Having no operational experience, Harry had to learn his trade as a pathfinder from his fellow pilots in the squadron. On the night of 21–22 June 1943, Harry flew as second pilot to Bill Hickson,[4] a veteran of thirty missions with Nos. 51 and 35 Squadrons. As they were returning to base in the early hours of the morning, the aircraft was attacked near Castenray, the Netherlands by a night fighter. The night fighter was flown by the German ace Günther Radusch. The aircraft was crippled by Radusch’s attack, and Bill ordered his crew to abandon.

The navigator, F-Sgt H. D. Hutchinson, RAF later reported that:

Krohn the 2nd pilot was seen out of the A/c by the bomb aimer immediately after my own exit while the aircraft was on fire and more or less under control. According to information from farmers who claimed to have witnessed the landing of an Australian airman in the vicinity of the crash and where I and Croft landed, Krohn’s chute was open but he had been shot dead through the head and I presumed this to be Krohn as the only Australian member in the crew.[5]

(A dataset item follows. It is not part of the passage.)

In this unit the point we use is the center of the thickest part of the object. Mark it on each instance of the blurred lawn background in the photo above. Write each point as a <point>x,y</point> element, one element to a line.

The circumstances of how Harry was shot were never established.

Flight Sergeant Henry John Krohn, RAAF is buried in the Jonkerbos War Cemetery, Nijmegen, the Netherlands.


[1] National Archives of Australia: A9301, 34017.
[2] National Archives of Australia: A9301, 34017.

[3] Ibid.
[4] F-Lt William Henry Hickson, CBE 412231 RNZAF; postal technician of Auckland, NZ; b. Auckland, NZ; d. Wellington, NZ, 2 Sep 2011. Hickson was imprisoned at Stalag Luft III. In later life, he was the Director General of the New Zealand Post Office.